Ask HN: Seed Funding for Solo Founder? - fundingForSolo
Are there any funds&#x2F;programs that provide seed funding to solo founders so they can leave their jobs to build a new product?
======
tylertringas
This might be useful: [https://earnestcapital.com/shared-earnings-
agreement/](https://earnestcapital.com/shared-earnings-agreement/)

------
mskvsk
Pieter Levels does it. He is the kind of a guy you'd want to take money from.

Take a look
[https://twitter.com/levelsio/status/1131797489818882049?s=20](https://twitter.com/levelsio/status/1131797489818882049?s=20)

------
tjkrusinski
Generally, seed funding is difficult to obtain through institutions. If you
are an expert in your field or have compelling career experience coupled with
a novel and provable idea you may have luck through institutions.
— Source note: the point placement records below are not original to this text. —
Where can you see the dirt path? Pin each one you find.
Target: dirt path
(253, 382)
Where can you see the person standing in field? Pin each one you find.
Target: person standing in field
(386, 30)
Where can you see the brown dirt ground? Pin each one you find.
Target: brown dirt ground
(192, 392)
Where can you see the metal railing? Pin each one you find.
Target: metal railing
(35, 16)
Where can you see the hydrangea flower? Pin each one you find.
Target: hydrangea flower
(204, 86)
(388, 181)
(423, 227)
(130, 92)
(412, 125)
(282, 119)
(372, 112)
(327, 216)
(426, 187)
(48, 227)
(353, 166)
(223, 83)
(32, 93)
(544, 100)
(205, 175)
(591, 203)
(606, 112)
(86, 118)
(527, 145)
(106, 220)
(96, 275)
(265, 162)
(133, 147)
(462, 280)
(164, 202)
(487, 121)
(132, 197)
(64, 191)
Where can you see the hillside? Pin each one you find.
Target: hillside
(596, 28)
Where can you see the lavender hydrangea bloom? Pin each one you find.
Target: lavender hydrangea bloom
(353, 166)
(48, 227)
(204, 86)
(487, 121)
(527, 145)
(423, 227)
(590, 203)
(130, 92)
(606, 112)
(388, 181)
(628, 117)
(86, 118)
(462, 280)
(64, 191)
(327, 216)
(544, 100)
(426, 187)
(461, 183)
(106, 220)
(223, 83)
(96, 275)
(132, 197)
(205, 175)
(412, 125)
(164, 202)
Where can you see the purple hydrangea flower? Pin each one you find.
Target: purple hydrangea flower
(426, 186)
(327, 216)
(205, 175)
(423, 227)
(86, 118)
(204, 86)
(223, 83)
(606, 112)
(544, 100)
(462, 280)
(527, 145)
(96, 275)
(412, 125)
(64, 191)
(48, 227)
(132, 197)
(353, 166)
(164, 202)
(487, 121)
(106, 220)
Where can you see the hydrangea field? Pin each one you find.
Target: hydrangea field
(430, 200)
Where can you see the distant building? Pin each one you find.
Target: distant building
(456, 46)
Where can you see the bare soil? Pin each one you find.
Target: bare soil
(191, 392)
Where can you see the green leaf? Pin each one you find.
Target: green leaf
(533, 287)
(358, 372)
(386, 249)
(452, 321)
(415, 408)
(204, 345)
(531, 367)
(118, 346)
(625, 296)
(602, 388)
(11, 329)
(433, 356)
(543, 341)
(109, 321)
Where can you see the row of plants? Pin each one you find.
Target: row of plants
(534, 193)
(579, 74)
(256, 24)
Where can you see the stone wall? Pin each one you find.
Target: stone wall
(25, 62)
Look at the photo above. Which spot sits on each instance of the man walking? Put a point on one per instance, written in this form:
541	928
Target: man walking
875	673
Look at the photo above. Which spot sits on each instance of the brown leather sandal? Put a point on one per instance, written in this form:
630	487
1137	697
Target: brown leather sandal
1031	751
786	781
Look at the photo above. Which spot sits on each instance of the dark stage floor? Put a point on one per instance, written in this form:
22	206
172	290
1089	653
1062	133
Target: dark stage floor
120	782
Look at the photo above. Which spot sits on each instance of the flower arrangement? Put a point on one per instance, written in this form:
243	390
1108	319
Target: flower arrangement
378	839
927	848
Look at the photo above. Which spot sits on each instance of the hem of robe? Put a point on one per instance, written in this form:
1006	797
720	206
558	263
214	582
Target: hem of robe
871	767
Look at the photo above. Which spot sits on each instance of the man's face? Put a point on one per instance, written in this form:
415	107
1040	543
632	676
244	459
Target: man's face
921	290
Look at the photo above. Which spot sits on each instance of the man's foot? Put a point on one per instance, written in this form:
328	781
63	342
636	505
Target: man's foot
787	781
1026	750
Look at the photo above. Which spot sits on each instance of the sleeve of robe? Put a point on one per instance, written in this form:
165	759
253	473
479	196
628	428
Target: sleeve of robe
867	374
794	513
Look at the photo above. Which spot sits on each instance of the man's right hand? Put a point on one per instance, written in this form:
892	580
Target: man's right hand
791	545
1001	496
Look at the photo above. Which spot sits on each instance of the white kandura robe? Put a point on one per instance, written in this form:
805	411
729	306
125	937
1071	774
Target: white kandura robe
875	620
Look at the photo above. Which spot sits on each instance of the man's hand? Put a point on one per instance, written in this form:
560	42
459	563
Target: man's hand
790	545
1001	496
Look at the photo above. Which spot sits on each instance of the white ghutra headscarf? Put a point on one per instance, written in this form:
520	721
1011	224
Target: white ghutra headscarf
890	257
However, you are more likely to build relationships with individuals who can
afford to give you money. You'll likely end up with better terms and you'll
have a better experience. I tried to raise through a regional angel program
and we backed out as their terms were troubling and their lead fund manager
difficult to deal with. I've heard similar stories from others as well.

If you can, find people who care about the field you are starting up in and
get to know them. This is also a good litmus test for the potential of your
idea.

------
nathan_f77
Yes, check out TinySeed [1], Earnest Capital [2], and Startup Chile [3].
There's also Indie.vc [4] for companies that are a bit further along.

[1] [https://tinyseed.com](https://tinyseed.com)

[2] [https://earnestcapital.com](https://earnestcapital.com)

[3] [http://www.startupchile.org](http://www.startupchile.org)

[4] [https://www.indie.vc](https://www.indie.vc)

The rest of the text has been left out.